Activity cliffs are formed by structurally analogous compounds with large potency variations and are highly relevant for the exploration of discontinuous structure-activity relationships and compound optimization. So far, activity cliffs have mostly been studied on a case-by-case basis or assessed by global statistical analysis. Different from previous investigations, we report a large-scale analysis of activity cliff formation with a strong focus on individual compound activity classes (target sets). Compound potency distributions were systematically analyzed and categorized, and structural relationships were dissected and visualized on a per-set basis. Our study uncovered target set-dependent interplay of potency distributions and structural relationships and revealed the presence of activity cliffs and origins of cliff formation in different structure-activity relationship environments.
Activity cliffs are formed by structurally similar (analogous)
active compounds with large differences in potency.[1−4] Because activity cliffs represent
small chemical changes having large biological activity effects, they
embody the pinnacle of structure–activity relationship (SAR)
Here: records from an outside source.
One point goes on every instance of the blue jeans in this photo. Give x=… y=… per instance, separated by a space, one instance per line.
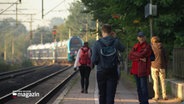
x=85 y=73
x=142 y=89
x=107 y=83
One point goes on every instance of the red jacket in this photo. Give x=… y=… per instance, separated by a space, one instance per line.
x=139 y=67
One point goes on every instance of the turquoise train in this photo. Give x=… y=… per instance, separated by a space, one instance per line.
x=62 y=51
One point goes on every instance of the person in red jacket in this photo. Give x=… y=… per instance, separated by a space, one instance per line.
x=141 y=64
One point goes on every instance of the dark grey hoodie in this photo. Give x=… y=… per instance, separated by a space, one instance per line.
x=96 y=49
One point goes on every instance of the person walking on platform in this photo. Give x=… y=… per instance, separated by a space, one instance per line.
x=105 y=56
x=141 y=64
x=158 y=67
x=83 y=62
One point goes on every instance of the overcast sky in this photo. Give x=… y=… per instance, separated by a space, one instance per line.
x=35 y=7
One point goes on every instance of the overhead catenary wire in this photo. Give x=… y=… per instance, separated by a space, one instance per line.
x=54 y=7
x=8 y=7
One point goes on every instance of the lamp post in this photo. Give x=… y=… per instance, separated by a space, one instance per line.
x=54 y=32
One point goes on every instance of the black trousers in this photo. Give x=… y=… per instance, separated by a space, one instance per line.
x=107 y=83
x=84 y=72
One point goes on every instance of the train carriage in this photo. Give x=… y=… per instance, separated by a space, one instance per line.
x=57 y=51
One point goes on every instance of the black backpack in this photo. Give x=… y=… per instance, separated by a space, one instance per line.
x=108 y=55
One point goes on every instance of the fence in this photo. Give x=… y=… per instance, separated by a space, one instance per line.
x=178 y=63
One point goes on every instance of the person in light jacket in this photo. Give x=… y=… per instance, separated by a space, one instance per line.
x=84 y=65
x=141 y=64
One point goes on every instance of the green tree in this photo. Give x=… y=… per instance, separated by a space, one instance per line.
x=167 y=24
x=76 y=23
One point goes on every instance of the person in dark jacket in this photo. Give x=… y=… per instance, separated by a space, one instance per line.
x=141 y=64
x=158 y=67
x=106 y=79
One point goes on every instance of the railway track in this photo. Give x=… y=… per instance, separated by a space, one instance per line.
x=45 y=87
x=22 y=71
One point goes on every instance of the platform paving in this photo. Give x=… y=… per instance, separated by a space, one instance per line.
x=124 y=94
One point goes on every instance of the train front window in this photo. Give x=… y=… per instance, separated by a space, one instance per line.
x=75 y=44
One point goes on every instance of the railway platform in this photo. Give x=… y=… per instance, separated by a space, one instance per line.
x=125 y=94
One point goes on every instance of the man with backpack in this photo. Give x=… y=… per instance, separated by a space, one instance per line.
x=105 y=56
x=83 y=62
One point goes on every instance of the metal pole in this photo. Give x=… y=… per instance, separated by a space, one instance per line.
x=42 y=10
x=97 y=37
x=5 y=50
x=16 y=14
x=86 y=32
x=151 y=21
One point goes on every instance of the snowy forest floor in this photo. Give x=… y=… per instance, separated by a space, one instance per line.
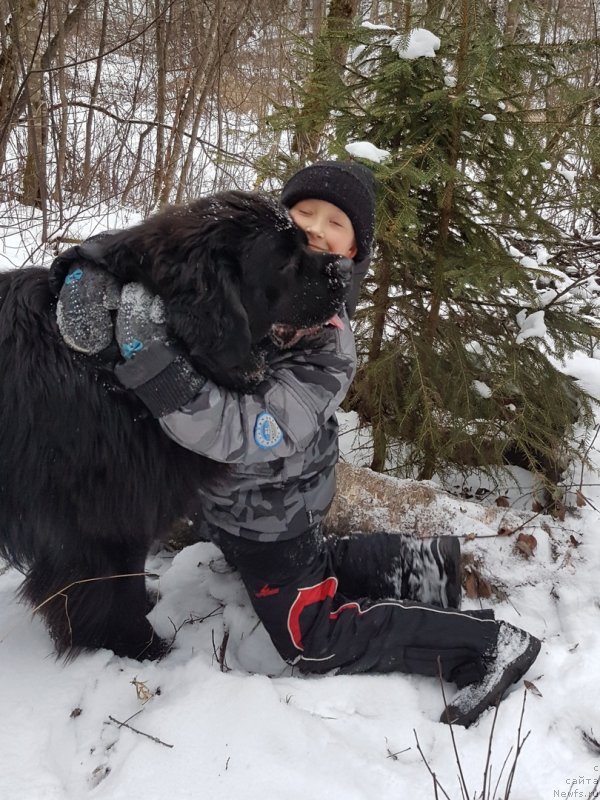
x=250 y=727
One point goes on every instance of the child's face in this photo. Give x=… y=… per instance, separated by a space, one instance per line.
x=327 y=227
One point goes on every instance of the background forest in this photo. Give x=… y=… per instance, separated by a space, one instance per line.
x=487 y=155
x=477 y=334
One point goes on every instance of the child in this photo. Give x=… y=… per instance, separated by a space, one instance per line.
x=361 y=603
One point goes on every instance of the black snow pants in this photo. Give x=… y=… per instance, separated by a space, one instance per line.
x=332 y=604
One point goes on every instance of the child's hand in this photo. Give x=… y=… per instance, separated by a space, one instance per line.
x=83 y=312
x=141 y=320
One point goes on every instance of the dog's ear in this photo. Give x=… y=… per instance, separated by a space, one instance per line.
x=206 y=312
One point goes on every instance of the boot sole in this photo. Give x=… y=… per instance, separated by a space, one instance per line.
x=511 y=675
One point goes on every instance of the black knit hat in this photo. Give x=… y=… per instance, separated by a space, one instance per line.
x=346 y=184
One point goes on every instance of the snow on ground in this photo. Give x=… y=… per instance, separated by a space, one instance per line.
x=257 y=728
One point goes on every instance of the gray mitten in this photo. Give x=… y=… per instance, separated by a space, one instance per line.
x=141 y=320
x=154 y=367
x=83 y=312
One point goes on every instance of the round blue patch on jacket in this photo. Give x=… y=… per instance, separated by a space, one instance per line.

discontinuity,[3] which is detrimental for
quantitative SAR predictions.[2] However,
discontinuous SARs and activity cliffs often reveal SAR determinants,
especially when encountered during early stages of compound optimization,
and thus provide viable information for medicinal chemistry.[3,4]For a consistent assessment of activity cliffs, similarity
and
potency difference criteria must be clearly defined.[3] On the basis of globally assessed potency range distributions
of pairs of active analogues, an at least 100-fold difference in potency
(on the basis of equilibrium constants, if available) has been proposed
and frequently been used as an activity cliff criterion.[4,5] The definition of activity cliffs also depends on the molecular
representations and similarity measures that are used.[4,6] Compound similarity for activity cliff definition can be quantified
in different ways, for example, by calculating Tanimoto similarity
on the basis of molecular fingerprint representations or by applying
substructure-based similarity criteria.[3,4] Numerical similarity
measures, such as the Tanimoto coefficient, yield a continuum of values,
and a threshold must be set for defining activity cliffs. By contrast,
substructure-based methods produce a binary readout, for example,
two compounds share the same core structure—and are classified
as similar—or they do not. In addition to comparing molecular
graph-based (two-dimensional) representations, activity cliffs have
also been determined in three dimensions by calculating the similarity
of experimental compound binding modes taken from complex X-ray structures.[7]For graph-based activity cliff definition,
substructure similarity
assessment is—in our experience—generally more consistent
than numerical similarity calculations and often easier to interpret
from a chemical perspective.[4] Among substructure-based
approaches, the matched molecular pair (MMP) concept[8,9] is particularly attractive for activity cliff definition. An MMP
is defined as a pair of compounds that are only distinguished by a
chemical modification at a single site.[8] This modification corresponds to the exchange of a pair of substructures,[8,9] which is termed a chemical transformation.[9] By introducing appropriate transformation size restrictions, the
formation of MMPs can be limited to structural analogues typically
generated during compound optimization.[10] Applying this similarity criterion yields a structurally conservative
and chemically intuitive definition of activity cliffs.[4,10] Moreover, transformation size-restricted MMPs can be efficiently
generated algorithmically,[9,10] hence enabling large-scale
analysis of activity cliff populations.In light of these considerations,
our preferred activity cliff
definition encompasses the formation of a transformation size-restricted
MMP by two compounds sharing the same biological activity that have
an at least 100-fold difference in potency.[4,10] Whenever
possible, potency differences are determined on the basis of (assay-independent)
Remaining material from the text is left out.